2) Netflix subscribers binge watch at an escalating rate, so they need much more content to keep them happy
Imagine if you were a company that had 100 subscribers (2015) and 100 shows (and 4 in production) to make those viewers happy. Now imagine that you increased to 157 subscribers, but you needed **192** shows (and 21 more in production) to make them happy (2017). If 100 viewers watched 100 shows, why do the additional 57 require an additional 92 more shows? That’s moving the needle in the wrong direction.

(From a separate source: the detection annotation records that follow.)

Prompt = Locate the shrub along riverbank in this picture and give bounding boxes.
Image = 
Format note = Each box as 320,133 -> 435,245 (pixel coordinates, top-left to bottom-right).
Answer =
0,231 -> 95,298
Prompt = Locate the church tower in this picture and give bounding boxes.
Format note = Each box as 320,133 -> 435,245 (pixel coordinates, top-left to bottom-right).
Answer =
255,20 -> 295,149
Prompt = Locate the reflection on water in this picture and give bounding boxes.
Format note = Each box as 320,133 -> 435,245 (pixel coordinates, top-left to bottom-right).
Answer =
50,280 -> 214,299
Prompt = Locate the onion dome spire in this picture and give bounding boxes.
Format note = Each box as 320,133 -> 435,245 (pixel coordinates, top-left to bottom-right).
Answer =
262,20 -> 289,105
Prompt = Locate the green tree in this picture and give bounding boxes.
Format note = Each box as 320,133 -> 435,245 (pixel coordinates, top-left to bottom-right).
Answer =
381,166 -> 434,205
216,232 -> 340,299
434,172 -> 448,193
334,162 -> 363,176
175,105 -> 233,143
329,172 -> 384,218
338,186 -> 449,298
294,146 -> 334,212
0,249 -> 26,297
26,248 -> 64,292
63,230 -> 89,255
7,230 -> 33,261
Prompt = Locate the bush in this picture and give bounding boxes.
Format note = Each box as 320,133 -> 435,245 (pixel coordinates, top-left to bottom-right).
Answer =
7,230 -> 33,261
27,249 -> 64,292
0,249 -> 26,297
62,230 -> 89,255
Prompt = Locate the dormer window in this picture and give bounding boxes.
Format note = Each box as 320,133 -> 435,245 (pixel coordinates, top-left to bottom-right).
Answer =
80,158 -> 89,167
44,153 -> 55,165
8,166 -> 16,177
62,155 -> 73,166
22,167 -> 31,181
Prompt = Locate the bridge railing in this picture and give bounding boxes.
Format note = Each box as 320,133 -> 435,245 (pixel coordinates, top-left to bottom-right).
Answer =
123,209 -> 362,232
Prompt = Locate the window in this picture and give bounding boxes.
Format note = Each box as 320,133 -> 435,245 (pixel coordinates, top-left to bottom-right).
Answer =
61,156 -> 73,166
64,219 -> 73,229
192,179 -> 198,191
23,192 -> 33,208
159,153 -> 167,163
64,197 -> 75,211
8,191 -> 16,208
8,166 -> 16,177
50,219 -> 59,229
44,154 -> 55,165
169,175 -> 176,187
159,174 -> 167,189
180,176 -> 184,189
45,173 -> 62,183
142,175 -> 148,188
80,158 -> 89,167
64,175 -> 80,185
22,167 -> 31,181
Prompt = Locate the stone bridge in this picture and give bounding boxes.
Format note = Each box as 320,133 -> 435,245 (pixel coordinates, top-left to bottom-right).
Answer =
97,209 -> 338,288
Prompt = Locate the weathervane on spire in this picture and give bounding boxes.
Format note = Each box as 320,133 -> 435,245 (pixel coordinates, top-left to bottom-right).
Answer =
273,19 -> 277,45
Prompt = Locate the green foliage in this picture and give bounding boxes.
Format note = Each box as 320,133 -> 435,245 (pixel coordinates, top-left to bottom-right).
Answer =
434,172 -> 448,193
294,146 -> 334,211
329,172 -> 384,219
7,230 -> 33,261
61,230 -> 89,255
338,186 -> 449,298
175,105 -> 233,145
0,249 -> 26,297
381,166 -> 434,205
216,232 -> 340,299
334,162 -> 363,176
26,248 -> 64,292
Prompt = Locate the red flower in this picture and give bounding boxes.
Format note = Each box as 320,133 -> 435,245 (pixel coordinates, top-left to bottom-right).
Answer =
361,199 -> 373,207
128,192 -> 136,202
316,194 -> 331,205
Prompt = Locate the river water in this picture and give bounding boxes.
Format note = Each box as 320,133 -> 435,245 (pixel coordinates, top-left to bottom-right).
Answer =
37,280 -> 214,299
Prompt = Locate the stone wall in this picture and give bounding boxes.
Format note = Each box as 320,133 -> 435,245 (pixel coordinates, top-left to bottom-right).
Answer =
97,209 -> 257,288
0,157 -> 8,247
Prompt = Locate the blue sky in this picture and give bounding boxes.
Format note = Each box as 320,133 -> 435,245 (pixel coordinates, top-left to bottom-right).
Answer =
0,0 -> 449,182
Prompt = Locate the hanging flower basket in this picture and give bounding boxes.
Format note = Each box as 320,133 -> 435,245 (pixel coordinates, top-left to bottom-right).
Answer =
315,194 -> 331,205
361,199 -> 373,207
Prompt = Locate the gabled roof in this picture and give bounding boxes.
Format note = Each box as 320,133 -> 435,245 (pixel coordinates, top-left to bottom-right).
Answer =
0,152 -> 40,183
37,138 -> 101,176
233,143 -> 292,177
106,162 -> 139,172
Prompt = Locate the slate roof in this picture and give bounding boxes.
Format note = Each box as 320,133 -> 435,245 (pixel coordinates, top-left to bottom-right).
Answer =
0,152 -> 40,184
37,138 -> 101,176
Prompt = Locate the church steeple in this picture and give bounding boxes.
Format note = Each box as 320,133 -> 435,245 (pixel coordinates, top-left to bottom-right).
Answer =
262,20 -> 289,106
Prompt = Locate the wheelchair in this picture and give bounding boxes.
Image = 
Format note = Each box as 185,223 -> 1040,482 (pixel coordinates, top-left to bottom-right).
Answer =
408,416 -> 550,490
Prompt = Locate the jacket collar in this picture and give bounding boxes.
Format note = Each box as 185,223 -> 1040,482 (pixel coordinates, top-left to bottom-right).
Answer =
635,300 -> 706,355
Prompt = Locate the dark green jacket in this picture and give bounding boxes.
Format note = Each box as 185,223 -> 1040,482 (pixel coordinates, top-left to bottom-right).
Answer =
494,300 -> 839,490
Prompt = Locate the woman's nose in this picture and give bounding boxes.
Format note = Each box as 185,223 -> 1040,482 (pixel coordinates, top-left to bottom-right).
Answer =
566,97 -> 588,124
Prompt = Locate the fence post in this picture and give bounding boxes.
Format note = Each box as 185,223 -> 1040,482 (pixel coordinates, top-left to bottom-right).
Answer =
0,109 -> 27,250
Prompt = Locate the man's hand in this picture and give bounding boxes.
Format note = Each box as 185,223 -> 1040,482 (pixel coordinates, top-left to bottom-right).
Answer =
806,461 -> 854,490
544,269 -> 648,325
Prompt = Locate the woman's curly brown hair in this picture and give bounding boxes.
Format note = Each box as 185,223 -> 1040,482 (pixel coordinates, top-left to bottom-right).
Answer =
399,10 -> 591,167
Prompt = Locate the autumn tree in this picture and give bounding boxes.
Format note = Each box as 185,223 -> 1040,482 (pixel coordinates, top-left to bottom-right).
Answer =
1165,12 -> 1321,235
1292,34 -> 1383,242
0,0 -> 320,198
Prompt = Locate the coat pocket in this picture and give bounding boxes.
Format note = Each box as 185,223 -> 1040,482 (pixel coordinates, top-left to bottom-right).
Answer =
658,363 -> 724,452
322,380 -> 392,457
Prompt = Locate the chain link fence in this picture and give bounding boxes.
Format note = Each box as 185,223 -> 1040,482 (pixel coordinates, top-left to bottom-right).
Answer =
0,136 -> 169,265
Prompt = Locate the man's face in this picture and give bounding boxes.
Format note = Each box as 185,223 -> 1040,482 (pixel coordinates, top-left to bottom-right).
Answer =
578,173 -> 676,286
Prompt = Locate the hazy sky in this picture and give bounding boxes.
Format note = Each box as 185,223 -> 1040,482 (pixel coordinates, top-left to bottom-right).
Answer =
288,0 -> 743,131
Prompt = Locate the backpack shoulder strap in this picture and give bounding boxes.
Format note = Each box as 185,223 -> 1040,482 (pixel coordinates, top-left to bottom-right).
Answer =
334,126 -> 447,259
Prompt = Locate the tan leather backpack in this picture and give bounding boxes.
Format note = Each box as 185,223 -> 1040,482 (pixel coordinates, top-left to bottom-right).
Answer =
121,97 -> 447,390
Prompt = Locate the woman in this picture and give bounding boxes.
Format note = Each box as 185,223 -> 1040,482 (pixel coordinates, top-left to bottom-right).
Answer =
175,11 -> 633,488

Welcome to Netflix.
I’m also fond of Finacial Statements, so here’s the proof that cost per subscriber is rising instead of falling.
2015
74,762k streaming subscribers
$6,827M licensed content,
$85.70 licensed content per subsctiber
+$62.5M produced content, released (available for viewing)
$86.52 licensed + released production content/sub
+$303M produced content, in production/development
$90.81 in total content/sub
2016
93,796k subs
$9,595M licensed
$98.00 /sub
+$335M produced, released
$101.58 /sub
+$1,044M produced, unreleased
$113.3 /sub
2017
117,582k subs
$11,771M licensed
$97.32 /sub (finally plateauing)
+$1,427M produced, released
$109.45 /sub (still rising – very bad news)
+$1,469M produced, unreleased
$122.74 /sub (also way up, but this number is less important)
Of course, this doesn’t even factor in the escalating marketing costs, again rising faster than subs.
Today, Netflix volume is absolutely out of this world on no news Combined with the high PE and the 60% rise *in just over two months**, this is indicative of a blow-off top, no different than other bubbles.
Disclosure: I was short NFLX at $314, and will be shorting further at the end of the day.
Last post (thanks for the platform Fly!)
Apple won’t buy NFLX. They are rapidly building their own content team, hiring Execs from Sony, the BBC, and Amazon in the last 6 months.
https://en.wikipedia.org/wiki/List_of_original_programs_distributed_by_Apple#History
Will Gartman condemn the shorts or get his day in the sun.
https://www.zerohedge.com/news/2018-03-06/gartman-we-shall-sell-sp-short-morning
The EU just renewed its tariff on steel piping from China (72%) – https://www.zerohedge.com/news/2018-03-06/europe-renews-tariffs-chinese-steel-pipes-high-72
I’m not an American, but watching you cuck yourselves arguing against your own country and president for the benefit of greedy thankless foreigners is truly pathetic.
“I’m not an American…”
Well then shut up, mind your own business and go make some more Frenched fries for your new terrorist friends.